In the end the ability to examine things from several sides with a joyful heart and a sense of wonder is the way I prefer to try to live. Sometimes it might be interesting to meet the man behind the curtain. Other times I need my Wizard.

I'm sorry summer sickness has infected your home. That's like the ultimate cruelty...to have sunny weather tempting you while seemingly cold weather ailments afflict you. I wish you all a quick recovery and a fast return to frolicking in the pool and gazing at the stars.

Congrats on the World Con cover...cannot wait to see it.
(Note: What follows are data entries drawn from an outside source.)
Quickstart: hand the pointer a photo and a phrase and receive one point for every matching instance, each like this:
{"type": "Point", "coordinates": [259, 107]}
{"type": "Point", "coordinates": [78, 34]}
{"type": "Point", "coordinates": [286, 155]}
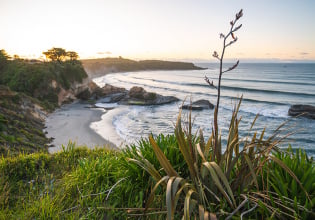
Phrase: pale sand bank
{"type": "Point", "coordinates": [72, 122]}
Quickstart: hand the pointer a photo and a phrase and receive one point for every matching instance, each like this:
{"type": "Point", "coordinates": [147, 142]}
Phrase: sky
{"type": "Point", "coordinates": [272, 30]}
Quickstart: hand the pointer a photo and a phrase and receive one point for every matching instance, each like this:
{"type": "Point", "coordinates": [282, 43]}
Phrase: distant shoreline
{"type": "Point", "coordinates": [71, 122]}
{"type": "Point", "coordinates": [99, 67]}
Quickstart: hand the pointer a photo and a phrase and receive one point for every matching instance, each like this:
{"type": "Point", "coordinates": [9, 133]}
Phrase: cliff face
{"type": "Point", "coordinates": [21, 123]}
{"type": "Point", "coordinates": [99, 67]}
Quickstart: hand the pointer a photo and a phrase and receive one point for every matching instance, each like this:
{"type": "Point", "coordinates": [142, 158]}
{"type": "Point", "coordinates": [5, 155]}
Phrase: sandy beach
{"type": "Point", "coordinates": [72, 122]}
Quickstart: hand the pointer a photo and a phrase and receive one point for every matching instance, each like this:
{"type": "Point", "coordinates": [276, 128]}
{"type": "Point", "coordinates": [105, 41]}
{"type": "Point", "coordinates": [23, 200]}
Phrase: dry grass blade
{"type": "Point", "coordinates": [224, 180]}
{"type": "Point", "coordinates": [217, 182]}
{"type": "Point", "coordinates": [162, 158]}
{"type": "Point", "coordinates": [152, 194]}
{"type": "Point", "coordinates": [288, 170]}
{"type": "Point", "coordinates": [251, 168]}
{"type": "Point", "coordinates": [187, 204]}
{"type": "Point", "coordinates": [171, 190]}
{"type": "Point", "coordinates": [147, 166]}
{"type": "Point", "coordinates": [184, 147]}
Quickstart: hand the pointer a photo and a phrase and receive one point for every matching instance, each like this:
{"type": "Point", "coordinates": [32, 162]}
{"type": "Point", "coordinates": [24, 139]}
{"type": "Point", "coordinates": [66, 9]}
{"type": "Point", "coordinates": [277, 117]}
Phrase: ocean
{"type": "Point", "coordinates": [267, 89]}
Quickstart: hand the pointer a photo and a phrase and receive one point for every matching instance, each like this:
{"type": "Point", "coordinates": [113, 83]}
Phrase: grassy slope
{"type": "Point", "coordinates": [20, 131]}
{"type": "Point", "coordinates": [107, 65]}
{"type": "Point", "coordinates": [24, 85]}
{"type": "Point", "coordinates": [83, 183]}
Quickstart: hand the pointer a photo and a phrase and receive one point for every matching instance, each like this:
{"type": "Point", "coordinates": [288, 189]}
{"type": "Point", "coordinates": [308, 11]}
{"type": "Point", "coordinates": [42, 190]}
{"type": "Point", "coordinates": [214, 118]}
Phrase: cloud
{"type": "Point", "coordinates": [102, 53]}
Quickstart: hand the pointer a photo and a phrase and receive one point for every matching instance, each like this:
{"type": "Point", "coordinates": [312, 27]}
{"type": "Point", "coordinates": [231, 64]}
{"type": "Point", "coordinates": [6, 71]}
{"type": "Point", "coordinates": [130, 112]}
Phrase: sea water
{"type": "Point", "coordinates": [268, 90]}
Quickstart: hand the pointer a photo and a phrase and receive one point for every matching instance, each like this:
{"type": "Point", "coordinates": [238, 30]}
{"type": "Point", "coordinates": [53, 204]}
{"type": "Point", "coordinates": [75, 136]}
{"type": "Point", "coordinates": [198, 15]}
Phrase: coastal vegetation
{"type": "Point", "coordinates": [41, 80]}
{"type": "Point", "coordinates": [97, 67]}
{"type": "Point", "coordinates": [180, 176]}
{"type": "Point", "coordinates": [28, 91]}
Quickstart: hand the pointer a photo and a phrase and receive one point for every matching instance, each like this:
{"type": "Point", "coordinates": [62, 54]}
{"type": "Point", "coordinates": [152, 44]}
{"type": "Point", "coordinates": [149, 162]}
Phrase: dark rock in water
{"type": "Point", "coordinates": [307, 111]}
{"type": "Point", "coordinates": [84, 95]}
{"type": "Point", "coordinates": [115, 97]}
{"type": "Point", "coordinates": [199, 105]}
{"type": "Point", "coordinates": [138, 96]}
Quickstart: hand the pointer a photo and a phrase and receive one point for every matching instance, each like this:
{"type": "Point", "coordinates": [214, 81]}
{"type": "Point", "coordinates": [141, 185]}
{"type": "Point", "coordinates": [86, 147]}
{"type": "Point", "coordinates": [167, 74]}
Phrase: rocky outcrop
{"type": "Point", "coordinates": [21, 123]}
{"type": "Point", "coordinates": [199, 105]}
{"type": "Point", "coordinates": [135, 96]}
{"type": "Point", "coordinates": [307, 111]}
{"type": "Point", "coordinates": [138, 96]}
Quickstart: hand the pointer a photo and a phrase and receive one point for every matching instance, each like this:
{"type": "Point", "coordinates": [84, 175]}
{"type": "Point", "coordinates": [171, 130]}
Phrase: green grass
{"type": "Point", "coordinates": [82, 183]}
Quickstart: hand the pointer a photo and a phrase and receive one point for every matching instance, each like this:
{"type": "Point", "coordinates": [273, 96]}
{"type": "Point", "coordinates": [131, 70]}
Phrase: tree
{"type": "Point", "coordinates": [3, 59]}
{"type": "Point", "coordinates": [72, 55]}
{"type": "Point", "coordinates": [56, 54]}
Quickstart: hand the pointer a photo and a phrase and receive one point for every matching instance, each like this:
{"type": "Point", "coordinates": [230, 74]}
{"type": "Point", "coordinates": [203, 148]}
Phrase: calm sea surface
{"type": "Point", "coordinates": [267, 89]}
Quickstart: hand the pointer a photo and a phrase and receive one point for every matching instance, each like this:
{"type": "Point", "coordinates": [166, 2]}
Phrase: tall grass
{"type": "Point", "coordinates": [220, 184]}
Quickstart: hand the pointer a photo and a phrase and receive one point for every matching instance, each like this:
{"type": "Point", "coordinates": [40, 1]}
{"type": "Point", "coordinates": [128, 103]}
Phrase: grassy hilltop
{"type": "Point", "coordinates": [97, 67]}
{"type": "Point", "coordinates": [163, 177]}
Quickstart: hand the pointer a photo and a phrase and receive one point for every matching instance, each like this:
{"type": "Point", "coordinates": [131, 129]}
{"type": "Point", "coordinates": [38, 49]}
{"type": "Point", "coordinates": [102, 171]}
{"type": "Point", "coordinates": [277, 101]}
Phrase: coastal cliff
{"type": "Point", "coordinates": [99, 67]}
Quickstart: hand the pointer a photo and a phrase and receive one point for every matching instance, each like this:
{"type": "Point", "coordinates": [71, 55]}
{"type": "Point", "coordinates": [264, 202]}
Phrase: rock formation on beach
{"type": "Point", "coordinates": [307, 111]}
{"type": "Point", "coordinates": [198, 105]}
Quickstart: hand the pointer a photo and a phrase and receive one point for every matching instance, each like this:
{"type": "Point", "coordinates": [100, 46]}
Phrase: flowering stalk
{"type": "Point", "coordinates": [229, 35]}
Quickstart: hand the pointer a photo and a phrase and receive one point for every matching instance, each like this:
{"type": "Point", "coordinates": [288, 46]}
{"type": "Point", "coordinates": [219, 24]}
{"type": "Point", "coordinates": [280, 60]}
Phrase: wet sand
{"type": "Point", "coordinates": [73, 122]}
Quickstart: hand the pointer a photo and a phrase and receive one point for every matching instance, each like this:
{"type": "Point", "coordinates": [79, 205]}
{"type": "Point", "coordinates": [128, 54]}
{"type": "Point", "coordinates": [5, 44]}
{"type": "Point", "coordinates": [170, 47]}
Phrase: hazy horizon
{"type": "Point", "coordinates": [273, 31]}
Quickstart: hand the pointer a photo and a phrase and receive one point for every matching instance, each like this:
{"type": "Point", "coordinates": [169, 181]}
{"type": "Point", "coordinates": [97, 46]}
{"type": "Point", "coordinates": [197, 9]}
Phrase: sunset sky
{"type": "Point", "coordinates": [159, 29]}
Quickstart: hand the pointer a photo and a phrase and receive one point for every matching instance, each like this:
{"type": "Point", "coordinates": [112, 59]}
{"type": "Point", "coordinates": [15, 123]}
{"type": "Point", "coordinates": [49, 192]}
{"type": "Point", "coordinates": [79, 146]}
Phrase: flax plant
{"type": "Point", "coordinates": [228, 184]}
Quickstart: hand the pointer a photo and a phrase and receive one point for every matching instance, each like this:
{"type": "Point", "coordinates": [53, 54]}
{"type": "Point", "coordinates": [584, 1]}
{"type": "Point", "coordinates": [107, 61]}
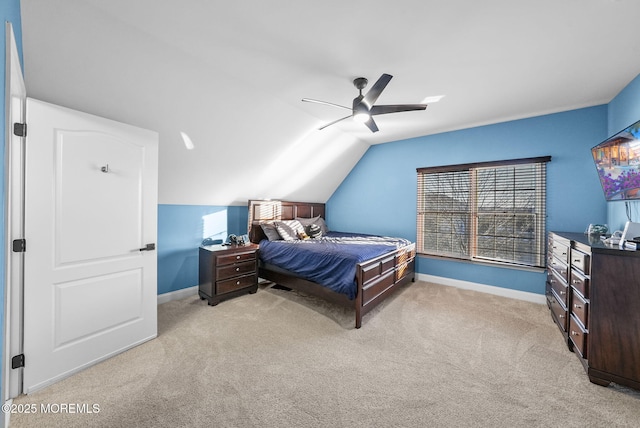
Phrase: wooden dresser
{"type": "Point", "coordinates": [227, 271]}
{"type": "Point", "coordinates": [593, 293]}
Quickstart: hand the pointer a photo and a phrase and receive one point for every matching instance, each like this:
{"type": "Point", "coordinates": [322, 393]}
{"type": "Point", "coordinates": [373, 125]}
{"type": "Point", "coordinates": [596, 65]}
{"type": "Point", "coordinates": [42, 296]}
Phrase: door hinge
{"type": "Point", "coordinates": [19, 245]}
{"type": "Point", "coordinates": [20, 129]}
{"type": "Point", "coordinates": [17, 361]}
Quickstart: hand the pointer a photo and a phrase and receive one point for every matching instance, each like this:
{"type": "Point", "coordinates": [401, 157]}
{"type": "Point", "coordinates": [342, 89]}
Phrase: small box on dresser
{"type": "Point", "coordinates": [603, 311]}
{"type": "Point", "coordinates": [227, 271]}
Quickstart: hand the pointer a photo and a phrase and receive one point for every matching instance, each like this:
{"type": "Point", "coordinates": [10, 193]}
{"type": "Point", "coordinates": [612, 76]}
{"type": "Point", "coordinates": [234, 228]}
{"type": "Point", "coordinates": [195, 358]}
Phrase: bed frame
{"type": "Point", "coordinates": [376, 278]}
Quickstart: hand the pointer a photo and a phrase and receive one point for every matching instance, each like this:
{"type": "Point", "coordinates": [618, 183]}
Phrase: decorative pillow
{"type": "Point", "coordinates": [314, 220]}
{"type": "Point", "coordinates": [302, 235]}
{"type": "Point", "coordinates": [270, 231]}
{"type": "Point", "coordinates": [314, 231]}
{"type": "Point", "coordinates": [289, 229]}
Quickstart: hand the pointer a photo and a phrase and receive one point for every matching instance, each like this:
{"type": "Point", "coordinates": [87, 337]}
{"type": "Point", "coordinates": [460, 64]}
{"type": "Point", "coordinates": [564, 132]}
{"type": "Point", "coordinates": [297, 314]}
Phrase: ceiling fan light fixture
{"type": "Point", "coordinates": [360, 112]}
{"type": "Point", "coordinates": [361, 117]}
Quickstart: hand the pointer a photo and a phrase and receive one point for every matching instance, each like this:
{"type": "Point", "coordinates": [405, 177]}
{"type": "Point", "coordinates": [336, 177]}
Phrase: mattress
{"type": "Point", "coordinates": [330, 260]}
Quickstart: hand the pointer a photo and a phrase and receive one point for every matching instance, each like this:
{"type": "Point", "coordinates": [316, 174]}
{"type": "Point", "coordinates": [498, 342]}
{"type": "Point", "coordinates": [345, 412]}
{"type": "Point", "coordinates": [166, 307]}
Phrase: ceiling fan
{"type": "Point", "coordinates": [363, 108]}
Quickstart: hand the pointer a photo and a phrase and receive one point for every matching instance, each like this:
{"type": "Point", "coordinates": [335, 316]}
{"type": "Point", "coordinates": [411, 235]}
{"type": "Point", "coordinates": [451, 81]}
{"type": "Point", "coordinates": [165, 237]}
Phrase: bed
{"type": "Point", "coordinates": [386, 267]}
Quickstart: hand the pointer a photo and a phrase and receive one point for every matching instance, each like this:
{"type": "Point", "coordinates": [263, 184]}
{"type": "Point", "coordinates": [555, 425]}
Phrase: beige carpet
{"type": "Point", "coordinates": [431, 356]}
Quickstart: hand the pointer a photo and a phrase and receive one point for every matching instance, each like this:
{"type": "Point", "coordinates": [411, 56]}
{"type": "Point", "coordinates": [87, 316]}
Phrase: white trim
{"type": "Point", "coordinates": [178, 294]}
{"type": "Point", "coordinates": [483, 288]}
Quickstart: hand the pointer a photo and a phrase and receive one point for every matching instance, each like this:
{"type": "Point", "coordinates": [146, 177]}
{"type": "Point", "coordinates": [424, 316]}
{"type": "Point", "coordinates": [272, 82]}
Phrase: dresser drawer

And reading Poe? Can I be more smitten with you? ;)

Benton Warren said...

Wow Carl, what a flirt! :) Though I must say, and I think Lisa'd agree, there's nothing tempting about the deserts sunny summer days!
I agree with the whole concept of don't focus to strongly on the goal, but merely keep moving in the right direction. you could almost say that that's my motto in life... Its the accidental discoveries that you make along the way that often pay off the best anyways. And you wouldn't even notice them if all you did was stay totally focused and you never stopped to look around.
Bent.

Loraine said...

There's a concept in psychology concerning the proverbial "elephant in the room." If there were an actual elephant on the room, it's usually a room that's rather small for an elephant, and everyone in the room sees only one angle, one perception of that elephant.

When you relate Poe's words to that concept, perhaps it can be perceived that a person's perspective can only go so far, and so they study and analyze the hell out of whatever angle they see, but not being able to see the WHOLE elephant, they can easily misconstrue the facts of what they're looking at. In over- analyzing and looking to closely at details, we could very well be missing the very human elements of beholding and respecting of a magnificent creature, as well as the even more human reaction (commonly lost through over- thinking the situation) of awe: "Wow! There's an ELEPHANT in this room!"

Carl V. said...

Sorry Ben, can't help but express my affection for anyone who is a fan of Poe! :) If it helps I can be smitten with you too if you are a fan! ;)

"Its the accidental discoveries that you make along the way that often pay off the best anyways. And you wouldn't even notice them if all you did was stay totally focused and you never stopped to look around."

Truer words were never spoken...er, written. I love the word 'serendipity', and that came to mind when I read the words you wrote.

I think there is a perfect balance between being focused on a goal and being able to stop and smell the roses. Not sure how often, if ever, one achieves that balance, but I hold out hope.